Diese Sätze haben mich aus zwei Gründen berührt. Der erste Grund liegt in der Tatsache, dass ich aus Erfahrung weiß, wovon da gesprochen wird. Das fressende „Einsamkeitsloch“ hat etwa drei Jahre in meinem Leben – ich war um die vierzig – kräftig gearbeitet. Eigentlich gab es in diesen Jahren nur dieses Loch; alles andere war zweitrangig, unwesentlich und „circumstantial“. Die ganze Welt sah schwarz & schwer & abgründig aus. Der Psychiater, zu dem ich damals ging, sprach von einer „Depression“.

Im Nachhinein würde ich sagen, dass die Wirkung des fressenden Einsamkeitslochs richtig etwas in mir und mit mir gemacht hat. Nach der Erfahrung des Lochs oder des Abgrunds oder des Nichts ist einerseits alles so geblieben wie es war, andererseits ist alles komplett anders geworden. Geblieben sind meine Fähigkeiten & Vorlieben & Gewohnheiten – anders geworden sind meine Erwartungen & Hoffnungen & Zielsetzungen. Um es in einem Satz zu sagen: der Grund des Lebens hat sich als unergründlich erwiesen.

Ich meine, dass die Erfahrung des Abgrunds dazu geführt hat, dass ich gelernt habe zu „schweben“. In gewissem Sinne bin ich innerlich gesprochen ein Fakir geworden. Die entscheidende Erfahrung dabei war, dass ich nach drei Jahren, in denen alles schwarz & schwer & abgründig war, auf einmal festgestellt habe: das Loch frisst ja alles & alles & alles, nur mein Selbst bleibt unangetastet.

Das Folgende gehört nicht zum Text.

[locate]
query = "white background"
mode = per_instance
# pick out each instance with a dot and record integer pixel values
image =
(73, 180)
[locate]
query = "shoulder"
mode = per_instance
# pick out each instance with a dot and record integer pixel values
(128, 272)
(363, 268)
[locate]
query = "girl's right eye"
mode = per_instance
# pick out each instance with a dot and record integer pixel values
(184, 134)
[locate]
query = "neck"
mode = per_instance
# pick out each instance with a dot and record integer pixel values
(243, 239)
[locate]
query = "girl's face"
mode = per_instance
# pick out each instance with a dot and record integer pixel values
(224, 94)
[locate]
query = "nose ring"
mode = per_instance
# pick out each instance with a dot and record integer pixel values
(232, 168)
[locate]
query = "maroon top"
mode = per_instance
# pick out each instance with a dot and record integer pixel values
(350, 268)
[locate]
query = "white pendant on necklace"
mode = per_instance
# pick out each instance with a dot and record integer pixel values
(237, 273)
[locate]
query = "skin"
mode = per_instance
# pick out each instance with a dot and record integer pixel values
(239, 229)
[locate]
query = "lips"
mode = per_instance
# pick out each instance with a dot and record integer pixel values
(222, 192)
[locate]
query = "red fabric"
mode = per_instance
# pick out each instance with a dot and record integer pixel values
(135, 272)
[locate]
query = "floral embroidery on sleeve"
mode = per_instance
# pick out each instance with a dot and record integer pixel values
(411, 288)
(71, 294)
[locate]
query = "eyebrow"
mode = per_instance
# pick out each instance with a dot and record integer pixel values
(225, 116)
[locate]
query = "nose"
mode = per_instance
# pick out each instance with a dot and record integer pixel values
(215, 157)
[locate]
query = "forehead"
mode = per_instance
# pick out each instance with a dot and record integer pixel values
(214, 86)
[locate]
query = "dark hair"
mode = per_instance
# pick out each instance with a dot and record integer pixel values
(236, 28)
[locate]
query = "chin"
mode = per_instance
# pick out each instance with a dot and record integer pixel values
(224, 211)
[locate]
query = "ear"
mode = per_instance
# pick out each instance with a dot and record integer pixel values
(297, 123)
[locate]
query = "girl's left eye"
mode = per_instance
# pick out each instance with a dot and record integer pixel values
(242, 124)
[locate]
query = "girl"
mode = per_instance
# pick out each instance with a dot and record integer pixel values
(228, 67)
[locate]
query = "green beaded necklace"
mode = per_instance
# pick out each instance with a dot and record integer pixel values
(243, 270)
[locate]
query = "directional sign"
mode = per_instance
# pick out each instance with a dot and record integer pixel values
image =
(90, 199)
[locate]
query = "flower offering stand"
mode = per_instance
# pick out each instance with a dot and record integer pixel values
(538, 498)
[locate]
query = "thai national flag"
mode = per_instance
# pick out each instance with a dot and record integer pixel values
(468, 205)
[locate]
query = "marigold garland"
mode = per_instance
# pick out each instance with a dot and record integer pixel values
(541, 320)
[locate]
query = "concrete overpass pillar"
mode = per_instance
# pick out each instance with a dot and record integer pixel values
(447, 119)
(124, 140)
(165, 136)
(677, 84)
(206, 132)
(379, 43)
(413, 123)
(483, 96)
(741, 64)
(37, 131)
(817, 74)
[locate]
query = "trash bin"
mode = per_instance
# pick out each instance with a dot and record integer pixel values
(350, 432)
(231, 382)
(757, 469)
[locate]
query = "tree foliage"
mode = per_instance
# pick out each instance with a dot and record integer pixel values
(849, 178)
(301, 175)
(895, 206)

Mein Selbst oder mein Ich war als teilnehmender Beobachter immer dabei und wurde in dem Akt des Beobachtens unbemerkt immer stärker und stärker. Erst als mir diese Tatsache blitzartig klar wurde – man könnte an dieser Stelle von einer Erleuchtung sprechen – war das Loch keine Bedrohung mehr.

Und so ist es: das Loch ist noch immer da, saugt noch immer, kann noch immer unangenehm sein – erzeugt aber kaum noch Angst sondern bringt eher Freude. Und Erkenntnisse. Die Erkenntnisse beziehen sich auf die grundlegenden & bedeutungsvollen Aspekte des Lebens, weil das Schweben des Selbst’ auf eine unmittelbare Art und Weise zwischen dem Wesentlichen und dem Unwesentlichen unterscheidet. Das, was den Fakir-in-mir versucht herunter zu ziehen, ist ja unwesentlich; und das, was das Schweben-des-Selbst’ ermöglicht, ist ja wesentlich.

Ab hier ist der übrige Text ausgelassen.